Another interesting block regarding social media was about creating engaging content. Go live often, use rich imagery, use video, don’t be afraid of sharing other people’s or organization’s content, use hashtags and tags, and don’t forget to use different messaging for different platforms. When you craft your message remember to keep it simple and concrete - the meaning has to be the same for everyone, as well as believable and emotional, make it unexpected. When you tell a story, remember that story of one is usually more impactful than story of many. Remember Greta Thunberg? And don’t forget to activate your message - ask! Be specific: ask to share it with 3 friends, watch a video, sign a petition, volunteer for X non-profit or donate money. As a final step, keep in mind that you should measure all your social media efforts by defining KPI, set smart goals and finally optimize your strategy based on the results.

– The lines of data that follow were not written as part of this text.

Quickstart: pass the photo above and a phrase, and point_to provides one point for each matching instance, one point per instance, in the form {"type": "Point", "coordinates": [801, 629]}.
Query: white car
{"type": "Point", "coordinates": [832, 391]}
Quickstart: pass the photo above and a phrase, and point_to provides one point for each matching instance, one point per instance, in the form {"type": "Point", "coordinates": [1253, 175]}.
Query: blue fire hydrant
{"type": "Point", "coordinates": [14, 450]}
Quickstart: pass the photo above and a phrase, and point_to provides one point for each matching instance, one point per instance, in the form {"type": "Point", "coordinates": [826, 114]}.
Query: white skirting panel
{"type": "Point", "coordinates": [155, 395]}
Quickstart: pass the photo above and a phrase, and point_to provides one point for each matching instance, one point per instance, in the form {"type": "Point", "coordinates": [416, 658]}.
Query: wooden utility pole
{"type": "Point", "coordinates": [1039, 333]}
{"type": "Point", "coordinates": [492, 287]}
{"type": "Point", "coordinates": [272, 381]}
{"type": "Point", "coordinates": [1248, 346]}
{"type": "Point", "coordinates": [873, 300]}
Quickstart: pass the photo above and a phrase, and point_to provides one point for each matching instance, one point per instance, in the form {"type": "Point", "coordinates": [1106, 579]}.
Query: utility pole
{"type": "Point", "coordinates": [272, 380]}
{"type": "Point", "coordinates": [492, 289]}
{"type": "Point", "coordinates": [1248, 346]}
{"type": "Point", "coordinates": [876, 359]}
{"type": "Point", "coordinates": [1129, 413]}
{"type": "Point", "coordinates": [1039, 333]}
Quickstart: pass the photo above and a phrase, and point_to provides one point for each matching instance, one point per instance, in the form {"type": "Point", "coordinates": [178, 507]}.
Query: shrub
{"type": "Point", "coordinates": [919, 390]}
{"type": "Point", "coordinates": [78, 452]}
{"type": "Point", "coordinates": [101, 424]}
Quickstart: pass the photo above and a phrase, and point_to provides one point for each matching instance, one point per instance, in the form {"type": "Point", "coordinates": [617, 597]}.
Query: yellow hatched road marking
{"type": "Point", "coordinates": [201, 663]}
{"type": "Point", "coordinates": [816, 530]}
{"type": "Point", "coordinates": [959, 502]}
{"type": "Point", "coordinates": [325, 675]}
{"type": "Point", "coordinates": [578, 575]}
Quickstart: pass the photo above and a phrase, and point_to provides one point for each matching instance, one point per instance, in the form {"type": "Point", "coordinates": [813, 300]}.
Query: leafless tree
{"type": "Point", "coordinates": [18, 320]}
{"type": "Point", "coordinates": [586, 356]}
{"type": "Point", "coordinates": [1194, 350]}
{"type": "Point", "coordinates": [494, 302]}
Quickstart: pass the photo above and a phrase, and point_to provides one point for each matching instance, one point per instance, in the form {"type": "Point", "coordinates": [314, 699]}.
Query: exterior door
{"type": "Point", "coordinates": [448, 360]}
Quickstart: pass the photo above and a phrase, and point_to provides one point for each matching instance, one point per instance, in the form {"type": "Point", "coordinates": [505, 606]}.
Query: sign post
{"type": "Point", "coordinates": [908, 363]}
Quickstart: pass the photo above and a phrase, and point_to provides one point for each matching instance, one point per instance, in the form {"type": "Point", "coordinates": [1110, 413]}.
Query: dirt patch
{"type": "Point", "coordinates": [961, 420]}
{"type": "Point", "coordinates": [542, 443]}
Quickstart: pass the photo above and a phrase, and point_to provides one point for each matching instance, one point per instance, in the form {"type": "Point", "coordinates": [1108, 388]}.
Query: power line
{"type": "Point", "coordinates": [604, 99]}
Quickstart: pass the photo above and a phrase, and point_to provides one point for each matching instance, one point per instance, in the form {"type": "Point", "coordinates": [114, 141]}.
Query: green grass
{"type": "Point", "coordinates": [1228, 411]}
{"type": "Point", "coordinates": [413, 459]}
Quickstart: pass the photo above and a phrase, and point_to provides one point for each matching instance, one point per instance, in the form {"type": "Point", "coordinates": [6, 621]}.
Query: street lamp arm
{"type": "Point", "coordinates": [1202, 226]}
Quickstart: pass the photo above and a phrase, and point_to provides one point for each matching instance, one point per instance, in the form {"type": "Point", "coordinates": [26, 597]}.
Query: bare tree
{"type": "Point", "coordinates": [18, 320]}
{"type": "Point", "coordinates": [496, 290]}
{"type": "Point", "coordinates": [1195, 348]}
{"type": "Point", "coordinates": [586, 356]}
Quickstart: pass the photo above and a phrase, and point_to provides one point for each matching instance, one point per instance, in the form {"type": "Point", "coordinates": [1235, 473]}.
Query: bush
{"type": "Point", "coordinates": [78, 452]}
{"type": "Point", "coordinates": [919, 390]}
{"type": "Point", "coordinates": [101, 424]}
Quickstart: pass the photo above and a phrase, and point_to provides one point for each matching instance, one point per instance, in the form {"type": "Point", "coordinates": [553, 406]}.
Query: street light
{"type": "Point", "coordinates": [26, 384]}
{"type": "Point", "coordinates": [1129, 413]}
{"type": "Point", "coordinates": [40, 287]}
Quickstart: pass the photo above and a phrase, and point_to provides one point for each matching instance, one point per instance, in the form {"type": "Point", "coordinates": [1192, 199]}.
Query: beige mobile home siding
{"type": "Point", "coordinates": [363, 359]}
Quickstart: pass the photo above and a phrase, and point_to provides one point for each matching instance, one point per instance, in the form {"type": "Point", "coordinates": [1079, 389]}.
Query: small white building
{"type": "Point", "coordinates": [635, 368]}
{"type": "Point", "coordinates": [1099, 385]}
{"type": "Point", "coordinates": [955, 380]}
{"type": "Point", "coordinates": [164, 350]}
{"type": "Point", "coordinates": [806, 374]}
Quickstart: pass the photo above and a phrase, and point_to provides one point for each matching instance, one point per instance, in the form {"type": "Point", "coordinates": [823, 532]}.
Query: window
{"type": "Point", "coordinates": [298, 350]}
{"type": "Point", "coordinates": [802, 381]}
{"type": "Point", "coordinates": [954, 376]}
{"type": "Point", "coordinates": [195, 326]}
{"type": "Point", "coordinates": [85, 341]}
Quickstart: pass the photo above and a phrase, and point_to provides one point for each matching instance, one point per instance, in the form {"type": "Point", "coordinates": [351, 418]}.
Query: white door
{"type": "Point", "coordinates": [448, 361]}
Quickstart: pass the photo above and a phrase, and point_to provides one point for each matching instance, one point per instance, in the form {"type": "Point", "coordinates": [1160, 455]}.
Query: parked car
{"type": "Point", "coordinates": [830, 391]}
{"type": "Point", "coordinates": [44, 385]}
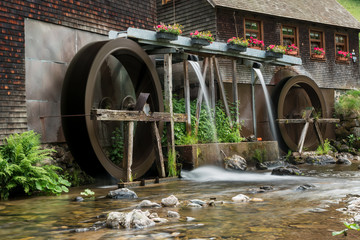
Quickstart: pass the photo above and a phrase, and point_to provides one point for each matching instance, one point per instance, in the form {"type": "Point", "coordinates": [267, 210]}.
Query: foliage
{"type": "Point", "coordinates": [116, 152]}
{"type": "Point", "coordinates": [171, 164]}
{"type": "Point", "coordinates": [348, 103]}
{"type": "Point", "coordinates": [319, 51]}
{"type": "Point", "coordinates": [343, 54]}
{"type": "Point", "coordinates": [203, 35]}
{"type": "Point", "coordinates": [207, 133]}
{"type": "Point", "coordinates": [238, 41]}
{"type": "Point", "coordinates": [253, 42]}
{"type": "Point", "coordinates": [174, 29]}
{"type": "Point", "coordinates": [353, 226]}
{"type": "Point", "coordinates": [276, 48]}
{"type": "Point", "coordinates": [322, 150]}
{"type": "Point", "coordinates": [87, 193]}
{"type": "Point", "coordinates": [21, 167]}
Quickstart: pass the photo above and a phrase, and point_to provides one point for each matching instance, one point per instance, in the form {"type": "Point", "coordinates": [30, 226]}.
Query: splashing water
{"type": "Point", "coordinates": [268, 104]}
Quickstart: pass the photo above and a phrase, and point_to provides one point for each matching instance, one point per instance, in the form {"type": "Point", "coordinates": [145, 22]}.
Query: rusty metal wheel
{"type": "Point", "coordinates": [108, 75]}
{"type": "Point", "coordinates": [292, 96]}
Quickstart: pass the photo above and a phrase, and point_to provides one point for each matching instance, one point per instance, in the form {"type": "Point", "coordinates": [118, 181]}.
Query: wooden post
{"type": "Point", "coordinates": [158, 150]}
{"type": "Point", "coordinates": [187, 97]}
{"type": "Point", "coordinates": [212, 84]}
{"type": "Point", "coordinates": [128, 149]}
{"type": "Point", "coordinates": [168, 101]}
{"type": "Point", "coordinates": [222, 89]}
{"type": "Point", "coordinates": [200, 95]}
{"type": "Point", "coordinates": [235, 92]}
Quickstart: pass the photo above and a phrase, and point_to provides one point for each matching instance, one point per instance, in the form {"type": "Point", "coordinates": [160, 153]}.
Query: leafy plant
{"type": "Point", "coordinates": [348, 103]}
{"type": "Point", "coordinates": [87, 193]}
{"type": "Point", "coordinates": [353, 226]}
{"type": "Point", "coordinates": [21, 167]}
{"type": "Point", "coordinates": [322, 150]}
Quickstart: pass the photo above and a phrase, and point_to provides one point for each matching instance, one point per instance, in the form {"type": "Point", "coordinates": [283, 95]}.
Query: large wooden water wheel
{"type": "Point", "coordinates": [300, 104]}
{"type": "Point", "coordinates": [109, 75]}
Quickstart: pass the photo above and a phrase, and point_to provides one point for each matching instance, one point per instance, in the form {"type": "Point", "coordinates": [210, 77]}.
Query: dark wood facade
{"type": "Point", "coordinates": [91, 16]}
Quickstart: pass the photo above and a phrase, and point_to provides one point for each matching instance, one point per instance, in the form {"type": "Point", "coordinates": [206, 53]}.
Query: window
{"type": "Point", "coordinates": [289, 36]}
{"type": "Point", "coordinates": [341, 43]}
{"type": "Point", "coordinates": [253, 29]}
{"type": "Point", "coordinates": [316, 40]}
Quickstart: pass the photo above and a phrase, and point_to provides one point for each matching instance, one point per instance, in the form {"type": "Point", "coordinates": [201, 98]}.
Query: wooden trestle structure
{"type": "Point", "coordinates": [181, 48]}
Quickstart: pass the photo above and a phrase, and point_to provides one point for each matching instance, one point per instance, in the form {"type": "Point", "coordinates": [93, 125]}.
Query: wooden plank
{"type": "Point", "coordinates": [187, 97]}
{"type": "Point", "coordinates": [235, 92]}
{"type": "Point", "coordinates": [125, 115]}
{"type": "Point", "coordinates": [128, 150]}
{"type": "Point", "coordinates": [222, 89]}
{"type": "Point", "coordinates": [158, 150]}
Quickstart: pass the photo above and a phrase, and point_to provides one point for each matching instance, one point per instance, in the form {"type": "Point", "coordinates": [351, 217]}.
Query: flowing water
{"type": "Point", "coordinates": [285, 213]}
{"type": "Point", "coordinates": [268, 104]}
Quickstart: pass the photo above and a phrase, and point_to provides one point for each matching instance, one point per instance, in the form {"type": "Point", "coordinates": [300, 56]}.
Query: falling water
{"type": "Point", "coordinates": [197, 69]}
{"type": "Point", "coordinates": [268, 103]}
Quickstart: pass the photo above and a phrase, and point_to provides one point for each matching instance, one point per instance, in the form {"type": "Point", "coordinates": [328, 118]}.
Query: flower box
{"type": "Point", "coordinates": [236, 47]}
{"type": "Point", "coordinates": [166, 36]}
{"type": "Point", "coordinates": [271, 54]}
{"type": "Point", "coordinates": [317, 56]}
{"type": "Point", "coordinates": [199, 42]}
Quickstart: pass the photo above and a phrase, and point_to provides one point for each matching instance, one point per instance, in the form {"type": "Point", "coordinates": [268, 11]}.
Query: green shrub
{"type": "Point", "coordinates": [21, 167]}
{"type": "Point", "coordinates": [349, 103]}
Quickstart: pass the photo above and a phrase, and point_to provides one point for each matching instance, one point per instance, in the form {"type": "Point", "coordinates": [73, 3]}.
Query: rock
{"type": "Point", "coordinates": [173, 214]}
{"type": "Point", "coordinates": [195, 205]}
{"type": "Point", "coordinates": [170, 201]}
{"type": "Point", "coordinates": [148, 204]}
{"type": "Point", "coordinates": [235, 162]}
{"type": "Point", "coordinates": [199, 202]}
{"type": "Point", "coordinates": [122, 193]}
{"type": "Point", "coordinates": [343, 160]}
{"type": "Point", "coordinates": [289, 170]}
{"type": "Point", "coordinates": [79, 199]}
{"type": "Point", "coordinates": [256, 200]}
{"type": "Point", "coordinates": [320, 160]}
{"type": "Point", "coordinates": [134, 219]}
{"type": "Point", "coordinates": [306, 186]}
{"type": "Point", "coordinates": [261, 166]}
{"type": "Point", "coordinates": [241, 198]}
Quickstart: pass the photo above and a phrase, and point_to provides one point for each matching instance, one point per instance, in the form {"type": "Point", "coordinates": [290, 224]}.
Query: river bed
{"type": "Point", "coordinates": [284, 213]}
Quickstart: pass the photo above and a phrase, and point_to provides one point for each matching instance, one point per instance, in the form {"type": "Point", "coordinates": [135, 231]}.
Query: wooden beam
{"type": "Point", "coordinates": [187, 97]}
{"type": "Point", "coordinates": [128, 150]}
{"type": "Point", "coordinates": [235, 91]}
{"type": "Point", "coordinates": [137, 116]}
{"type": "Point", "coordinates": [222, 89]}
{"type": "Point", "coordinates": [158, 150]}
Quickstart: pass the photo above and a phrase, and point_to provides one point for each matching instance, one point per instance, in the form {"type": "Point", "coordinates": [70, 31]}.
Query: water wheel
{"type": "Point", "coordinates": [109, 75]}
{"type": "Point", "coordinates": [292, 96]}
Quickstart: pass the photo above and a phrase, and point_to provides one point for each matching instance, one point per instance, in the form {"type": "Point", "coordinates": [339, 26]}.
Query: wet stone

And of course, remember to solicit feedback from your community - you can get the data from quizzes, surveys, polls, and interviews.
Special thanks to the team members who were on the ground in DC representing SDSN Youth - Yulia Lesnichaya, Kayla Colyard, and Sam Loni.
A big thank you to Xan Northcott, Andrew MacDonald, and the entire FAF team for including us in the 24th Session of the Youth Assembly programming. Congratulations on a successful first conference outside of New York and we are looking forward to seeing and supporting the continued growth of the Youth Assembly globally.
Yulia Lesnichaya is the Project Officer for the Local Pathways Fellowship at the Sustainable Development Solutions Network – Youth Initiative, based in Washington, DC. Yulia holds a Master’s degree in Communications from the City University of New York and a Bachelor’s in Marketing from the Moscow State University of Economics, Statistics, and Informatics, Russia.